Sunday was closing day of the ski season at Copper, Breckenridge and Loveland, where dirt was showing in the sun but there were still feet of snow in the shade:
- Breck… 55-inch base (326 inches this season)
- Loveland… 54-inch base (327 inches this season)
- Copper… 44-inch base (340 inches this season… 2nd in Colorado behind Winter Park with 368 inches)
If you couldn’t be there, you can do what we’ve been doing and live vicariously through Instagram. Peak 6 was bumping at Breck. Loveland was still lapping the Ridge Cat. At Copper sleeves were optional, and snow pants just might have been banned.
And now there are two.

That leaves Arapahoe Basin and Mary Jane as the final Colorado ski areas with chairlifts spinning. Mary Jane is open through May 18. A-Basin will go until they can’t. Last season they shut down on June 16.
But your terrain options are shrinking. At A-Basin the Beavers and Pali Chair are finished, and the East Wall is closed for the season due to wet slide activity. Multiple small to medium wet slides have torn through nearby chutes and gullies since May 6-7, when a midweek storm dumped over a foot on the Continental Divide.
Local avalanche danger today is a layer cake, from low (below treeline) to considerable (above treeline). Tread cautiously and end your day early in the high alpine.

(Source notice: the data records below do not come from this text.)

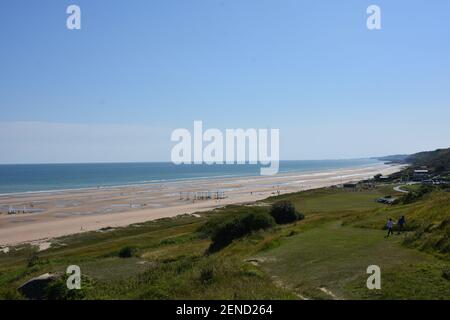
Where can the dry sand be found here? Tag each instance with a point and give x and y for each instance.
(54, 214)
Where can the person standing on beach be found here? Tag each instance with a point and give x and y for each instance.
(401, 224)
(390, 225)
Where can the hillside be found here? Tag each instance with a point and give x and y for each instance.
(438, 160)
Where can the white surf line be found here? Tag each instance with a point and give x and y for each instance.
(328, 292)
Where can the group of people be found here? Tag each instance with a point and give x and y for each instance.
(390, 225)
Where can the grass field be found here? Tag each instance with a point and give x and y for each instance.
(324, 256)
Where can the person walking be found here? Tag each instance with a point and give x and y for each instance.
(390, 225)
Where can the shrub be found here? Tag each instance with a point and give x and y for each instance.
(238, 227)
(127, 252)
(284, 212)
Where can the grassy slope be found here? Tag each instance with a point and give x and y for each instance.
(332, 248)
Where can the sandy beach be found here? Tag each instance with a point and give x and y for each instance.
(54, 214)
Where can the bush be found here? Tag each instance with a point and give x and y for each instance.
(127, 252)
(238, 227)
(284, 212)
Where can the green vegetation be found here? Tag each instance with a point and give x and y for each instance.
(239, 252)
(438, 161)
(237, 227)
(127, 252)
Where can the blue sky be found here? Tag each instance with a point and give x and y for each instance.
(114, 90)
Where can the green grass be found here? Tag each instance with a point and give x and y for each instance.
(331, 256)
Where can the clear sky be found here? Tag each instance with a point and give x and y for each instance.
(115, 90)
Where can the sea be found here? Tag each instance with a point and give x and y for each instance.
(21, 178)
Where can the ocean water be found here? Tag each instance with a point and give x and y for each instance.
(50, 177)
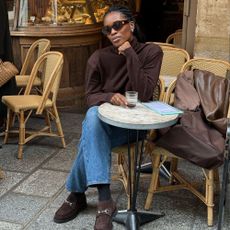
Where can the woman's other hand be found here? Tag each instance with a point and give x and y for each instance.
(118, 99)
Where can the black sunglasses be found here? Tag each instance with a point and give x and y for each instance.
(117, 25)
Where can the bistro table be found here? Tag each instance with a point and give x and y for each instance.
(138, 118)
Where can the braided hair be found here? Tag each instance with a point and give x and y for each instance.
(129, 16)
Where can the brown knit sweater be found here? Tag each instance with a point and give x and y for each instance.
(108, 72)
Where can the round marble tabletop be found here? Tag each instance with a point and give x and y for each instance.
(139, 117)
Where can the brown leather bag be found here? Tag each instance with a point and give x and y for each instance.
(199, 135)
(7, 71)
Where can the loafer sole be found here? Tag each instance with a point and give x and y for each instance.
(60, 221)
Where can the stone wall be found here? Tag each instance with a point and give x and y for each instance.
(212, 37)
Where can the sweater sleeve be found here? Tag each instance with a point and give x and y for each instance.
(94, 84)
(144, 74)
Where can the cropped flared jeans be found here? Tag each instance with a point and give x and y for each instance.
(93, 162)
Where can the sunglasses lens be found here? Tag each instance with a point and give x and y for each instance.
(117, 25)
(106, 30)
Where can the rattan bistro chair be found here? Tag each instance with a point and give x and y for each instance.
(173, 60)
(38, 48)
(24, 105)
(121, 151)
(216, 66)
(175, 38)
(159, 155)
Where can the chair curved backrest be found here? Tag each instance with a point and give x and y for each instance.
(38, 48)
(173, 60)
(53, 62)
(175, 38)
(216, 66)
(162, 44)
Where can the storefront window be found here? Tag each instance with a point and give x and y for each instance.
(62, 12)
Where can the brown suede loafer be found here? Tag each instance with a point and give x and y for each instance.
(70, 208)
(105, 212)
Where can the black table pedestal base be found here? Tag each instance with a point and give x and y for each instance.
(133, 219)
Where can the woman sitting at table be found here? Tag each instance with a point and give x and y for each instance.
(125, 65)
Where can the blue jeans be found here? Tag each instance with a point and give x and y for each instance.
(93, 162)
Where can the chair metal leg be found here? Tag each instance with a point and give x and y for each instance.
(154, 181)
(209, 196)
(21, 140)
(225, 178)
(59, 127)
(8, 121)
(223, 192)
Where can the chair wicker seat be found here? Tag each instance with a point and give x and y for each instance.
(23, 106)
(38, 48)
(159, 155)
(22, 80)
(24, 102)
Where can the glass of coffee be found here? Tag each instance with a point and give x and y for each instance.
(132, 98)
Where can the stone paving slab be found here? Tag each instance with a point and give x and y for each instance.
(63, 160)
(38, 181)
(12, 179)
(20, 209)
(33, 156)
(9, 226)
(44, 183)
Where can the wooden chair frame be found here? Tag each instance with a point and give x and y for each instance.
(38, 48)
(159, 155)
(41, 104)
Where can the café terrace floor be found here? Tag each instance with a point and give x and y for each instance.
(34, 188)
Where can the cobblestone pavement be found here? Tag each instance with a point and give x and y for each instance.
(33, 188)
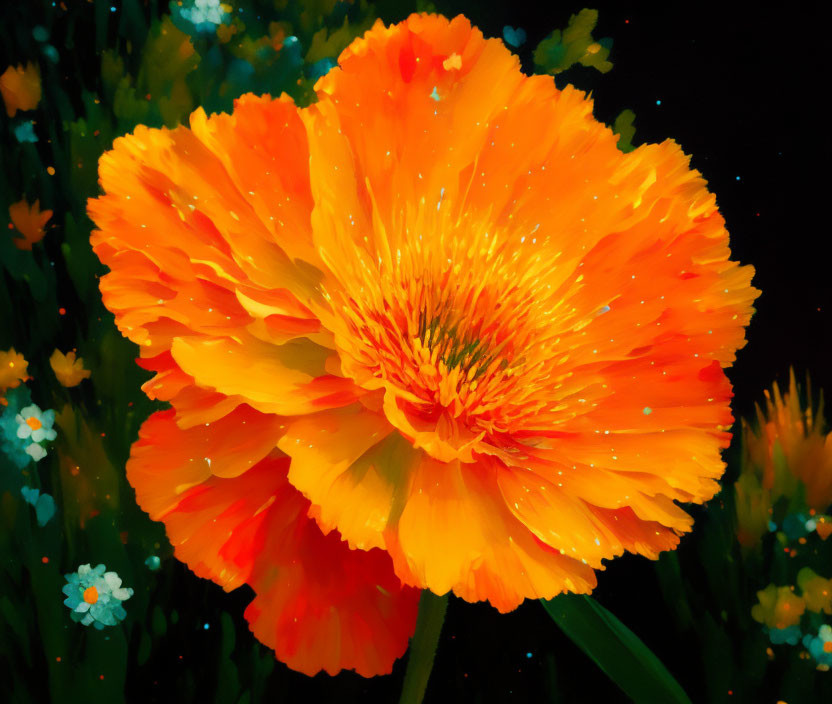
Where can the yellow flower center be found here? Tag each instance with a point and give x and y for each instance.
(90, 595)
(464, 355)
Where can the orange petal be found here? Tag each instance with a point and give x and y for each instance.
(349, 466)
(456, 533)
(287, 379)
(318, 604)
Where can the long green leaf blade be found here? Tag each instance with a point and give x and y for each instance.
(618, 651)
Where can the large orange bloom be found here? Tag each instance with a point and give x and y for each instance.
(489, 342)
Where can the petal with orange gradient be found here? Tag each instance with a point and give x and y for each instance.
(232, 517)
(223, 295)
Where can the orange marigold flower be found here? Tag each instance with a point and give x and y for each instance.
(29, 221)
(68, 370)
(20, 88)
(488, 341)
(12, 371)
(790, 445)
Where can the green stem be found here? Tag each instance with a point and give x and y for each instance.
(423, 646)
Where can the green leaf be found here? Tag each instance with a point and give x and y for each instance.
(423, 646)
(615, 649)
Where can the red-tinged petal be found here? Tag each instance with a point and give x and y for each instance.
(318, 604)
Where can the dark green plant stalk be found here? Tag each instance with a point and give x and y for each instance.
(423, 646)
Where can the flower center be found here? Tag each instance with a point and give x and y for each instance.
(91, 595)
(458, 360)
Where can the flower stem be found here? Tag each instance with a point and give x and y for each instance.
(423, 646)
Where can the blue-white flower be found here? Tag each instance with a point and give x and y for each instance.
(95, 596)
(13, 447)
(820, 646)
(35, 426)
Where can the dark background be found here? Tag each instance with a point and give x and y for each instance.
(739, 86)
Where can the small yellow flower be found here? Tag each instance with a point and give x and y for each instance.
(790, 446)
(70, 371)
(12, 371)
(20, 88)
(779, 607)
(817, 591)
(29, 221)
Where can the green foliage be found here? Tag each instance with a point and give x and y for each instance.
(574, 45)
(615, 649)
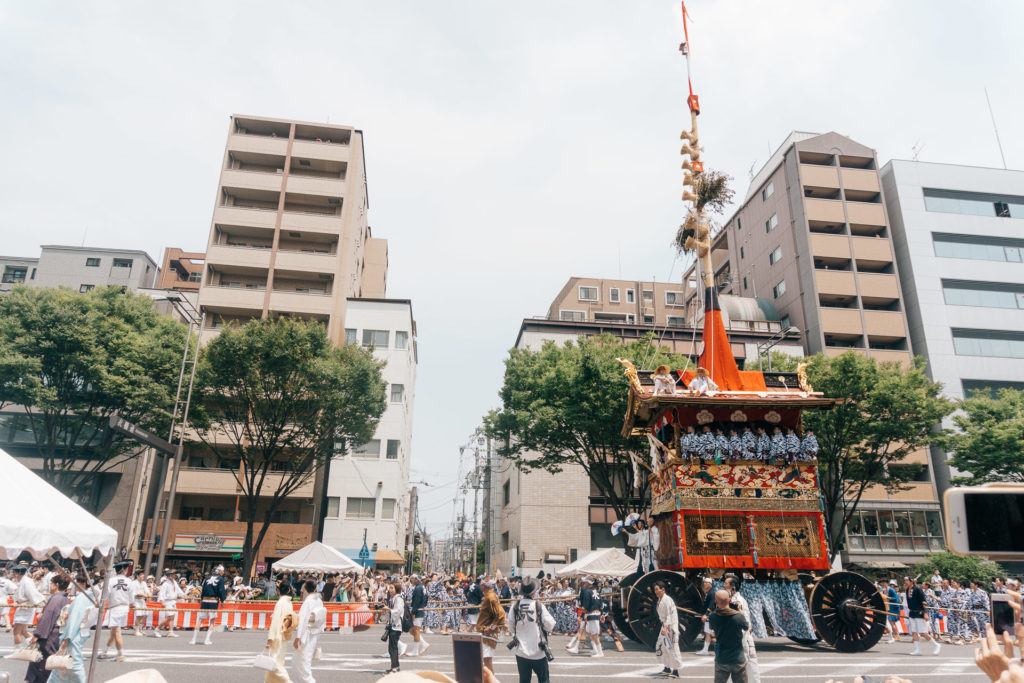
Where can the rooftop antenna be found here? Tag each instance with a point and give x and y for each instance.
(994, 129)
(915, 150)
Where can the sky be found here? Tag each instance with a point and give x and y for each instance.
(509, 144)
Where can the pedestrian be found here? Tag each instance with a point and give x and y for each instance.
(396, 608)
(753, 666)
(916, 622)
(47, 634)
(118, 602)
(728, 625)
(418, 603)
(281, 632)
(529, 625)
(312, 617)
(668, 637)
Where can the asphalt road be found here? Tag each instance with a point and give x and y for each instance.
(361, 656)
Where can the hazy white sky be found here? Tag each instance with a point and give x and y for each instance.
(509, 144)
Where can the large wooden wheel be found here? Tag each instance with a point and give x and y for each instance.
(848, 611)
(641, 607)
(619, 608)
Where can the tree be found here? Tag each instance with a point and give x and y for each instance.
(961, 567)
(564, 406)
(886, 413)
(989, 443)
(70, 360)
(281, 399)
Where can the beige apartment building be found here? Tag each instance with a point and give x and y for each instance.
(289, 236)
(812, 238)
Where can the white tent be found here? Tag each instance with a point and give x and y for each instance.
(316, 557)
(38, 518)
(606, 562)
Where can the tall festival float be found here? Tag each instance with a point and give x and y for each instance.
(728, 511)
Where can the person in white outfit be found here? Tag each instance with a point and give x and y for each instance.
(312, 616)
(27, 597)
(753, 668)
(668, 638)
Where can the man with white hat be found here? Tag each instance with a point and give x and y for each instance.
(214, 593)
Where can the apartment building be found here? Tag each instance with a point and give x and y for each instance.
(812, 236)
(544, 520)
(368, 484)
(957, 230)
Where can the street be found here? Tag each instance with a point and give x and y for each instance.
(361, 656)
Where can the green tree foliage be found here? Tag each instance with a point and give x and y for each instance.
(280, 398)
(70, 360)
(961, 567)
(564, 406)
(887, 413)
(989, 440)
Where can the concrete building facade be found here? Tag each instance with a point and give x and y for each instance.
(957, 233)
(368, 483)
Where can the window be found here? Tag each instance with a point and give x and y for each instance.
(988, 343)
(974, 204)
(14, 274)
(360, 508)
(376, 338)
(369, 451)
(978, 247)
(986, 295)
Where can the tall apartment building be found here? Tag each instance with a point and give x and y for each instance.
(368, 487)
(542, 520)
(812, 236)
(957, 232)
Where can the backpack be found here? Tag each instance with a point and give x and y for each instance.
(407, 617)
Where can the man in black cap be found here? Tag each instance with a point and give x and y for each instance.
(118, 601)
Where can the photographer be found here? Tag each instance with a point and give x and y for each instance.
(529, 627)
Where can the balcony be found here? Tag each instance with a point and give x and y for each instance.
(821, 176)
(872, 253)
(835, 283)
(859, 179)
(878, 287)
(828, 211)
(240, 256)
(841, 323)
(863, 213)
(836, 247)
(885, 326)
(260, 180)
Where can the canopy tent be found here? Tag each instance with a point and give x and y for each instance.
(607, 562)
(37, 518)
(316, 557)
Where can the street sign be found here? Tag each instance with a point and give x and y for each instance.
(119, 424)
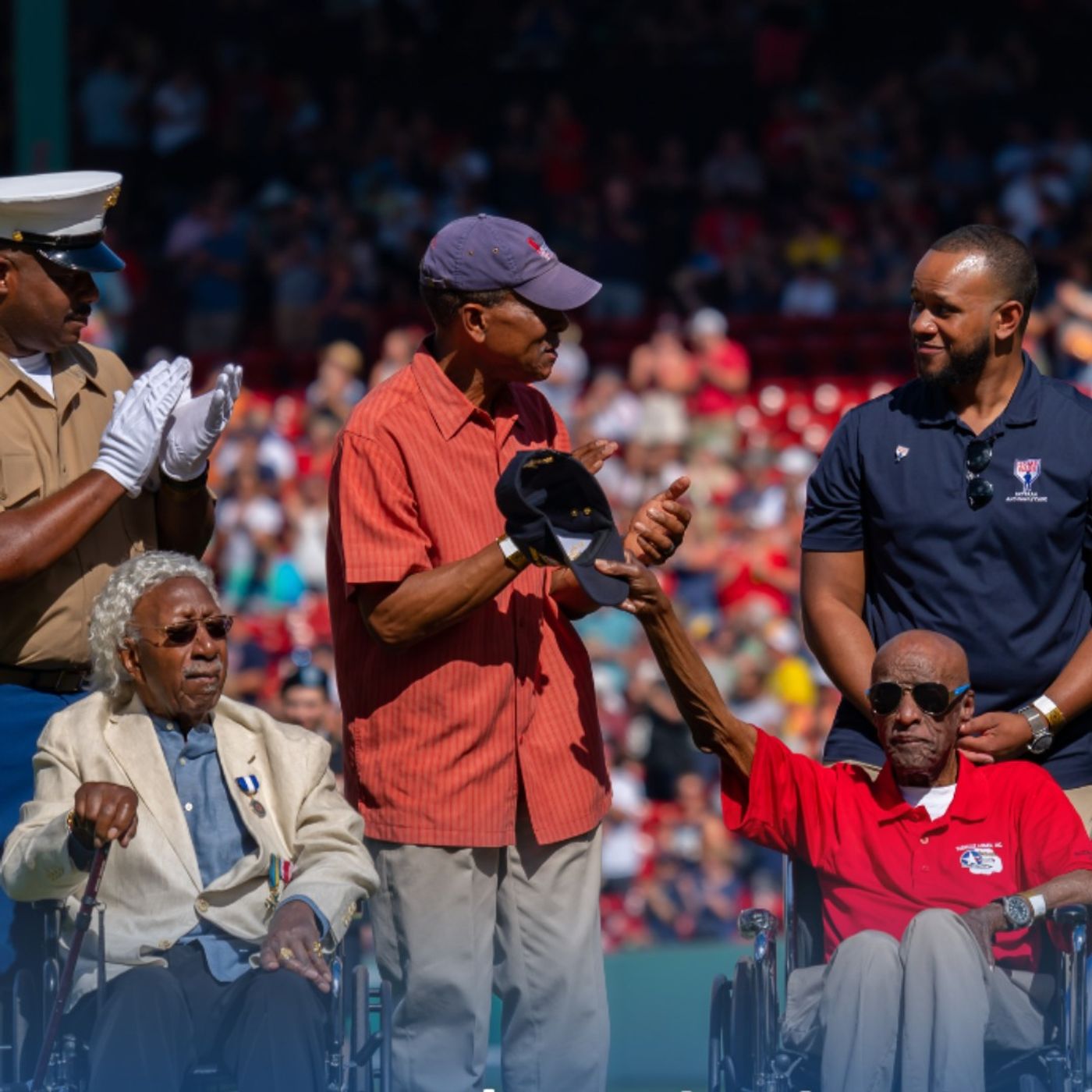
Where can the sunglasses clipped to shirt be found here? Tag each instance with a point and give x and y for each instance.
(183, 633)
(931, 698)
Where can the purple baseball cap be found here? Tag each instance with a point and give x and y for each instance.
(483, 253)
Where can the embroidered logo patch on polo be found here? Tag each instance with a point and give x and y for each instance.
(980, 860)
(1026, 472)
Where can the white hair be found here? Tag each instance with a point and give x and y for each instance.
(112, 611)
(707, 321)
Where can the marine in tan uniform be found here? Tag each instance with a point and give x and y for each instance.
(85, 459)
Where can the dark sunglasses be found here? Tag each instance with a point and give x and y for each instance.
(979, 491)
(931, 698)
(183, 633)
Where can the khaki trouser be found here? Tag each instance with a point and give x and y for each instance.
(453, 926)
(1081, 799)
(931, 1001)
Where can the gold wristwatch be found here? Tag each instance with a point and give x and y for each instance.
(515, 558)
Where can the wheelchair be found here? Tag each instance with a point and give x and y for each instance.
(746, 1053)
(357, 1051)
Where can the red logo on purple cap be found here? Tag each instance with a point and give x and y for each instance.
(541, 248)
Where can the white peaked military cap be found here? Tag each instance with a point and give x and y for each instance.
(60, 216)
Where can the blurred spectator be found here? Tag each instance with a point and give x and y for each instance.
(108, 101)
(338, 387)
(214, 268)
(567, 379)
(723, 365)
(810, 294)
(305, 700)
(318, 188)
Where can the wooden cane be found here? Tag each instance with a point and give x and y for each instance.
(82, 923)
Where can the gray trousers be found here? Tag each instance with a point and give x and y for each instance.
(453, 926)
(931, 1001)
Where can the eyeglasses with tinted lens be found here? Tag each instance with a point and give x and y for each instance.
(183, 633)
(931, 698)
(979, 491)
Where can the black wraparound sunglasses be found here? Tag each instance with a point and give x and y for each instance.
(931, 698)
(977, 459)
(183, 633)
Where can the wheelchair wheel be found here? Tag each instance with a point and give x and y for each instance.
(742, 1017)
(720, 1002)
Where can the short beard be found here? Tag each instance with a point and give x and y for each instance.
(963, 368)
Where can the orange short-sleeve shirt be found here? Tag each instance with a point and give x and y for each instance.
(439, 735)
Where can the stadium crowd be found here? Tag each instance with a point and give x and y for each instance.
(283, 207)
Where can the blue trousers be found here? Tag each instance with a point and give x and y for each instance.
(23, 714)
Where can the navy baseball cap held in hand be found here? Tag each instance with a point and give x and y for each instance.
(483, 253)
(557, 513)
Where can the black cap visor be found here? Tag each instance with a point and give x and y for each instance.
(98, 258)
(559, 289)
(581, 551)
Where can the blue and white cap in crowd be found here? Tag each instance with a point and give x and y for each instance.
(483, 253)
(60, 216)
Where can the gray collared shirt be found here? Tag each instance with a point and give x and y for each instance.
(220, 837)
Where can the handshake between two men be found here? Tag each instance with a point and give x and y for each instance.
(934, 877)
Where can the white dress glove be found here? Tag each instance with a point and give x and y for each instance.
(196, 426)
(133, 434)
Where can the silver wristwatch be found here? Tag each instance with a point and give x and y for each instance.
(1019, 912)
(1041, 737)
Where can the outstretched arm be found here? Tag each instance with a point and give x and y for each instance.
(713, 726)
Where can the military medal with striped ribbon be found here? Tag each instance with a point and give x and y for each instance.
(280, 874)
(248, 784)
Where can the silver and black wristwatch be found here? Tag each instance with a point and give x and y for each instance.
(1019, 912)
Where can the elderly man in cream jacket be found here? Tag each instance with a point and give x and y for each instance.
(237, 865)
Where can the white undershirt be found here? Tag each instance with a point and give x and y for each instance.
(935, 800)
(37, 368)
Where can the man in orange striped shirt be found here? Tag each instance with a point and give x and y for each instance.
(472, 745)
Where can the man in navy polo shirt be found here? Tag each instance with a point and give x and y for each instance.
(960, 502)
(931, 877)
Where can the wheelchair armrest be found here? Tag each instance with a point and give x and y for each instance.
(1070, 914)
(1068, 919)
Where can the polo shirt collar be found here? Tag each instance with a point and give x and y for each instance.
(449, 406)
(934, 409)
(971, 803)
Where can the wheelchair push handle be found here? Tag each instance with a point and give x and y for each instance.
(755, 920)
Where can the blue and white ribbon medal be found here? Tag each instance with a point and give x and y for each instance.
(249, 785)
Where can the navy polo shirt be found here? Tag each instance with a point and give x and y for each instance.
(1007, 581)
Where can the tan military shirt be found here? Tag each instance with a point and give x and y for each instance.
(45, 444)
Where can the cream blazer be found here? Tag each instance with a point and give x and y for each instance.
(152, 889)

Local rivers are filling fast and so is Lake Dillon, rising by more than 10,000 acre-feet of water in just under a month. (One acre foot is equal to a football field of water, one foot deep). In its latest prediction Denver Water did not know when the reservoir will reach capacity, but water forecasters do expect it to fill completely this season. Summit snowpack was the highest in the state this winter.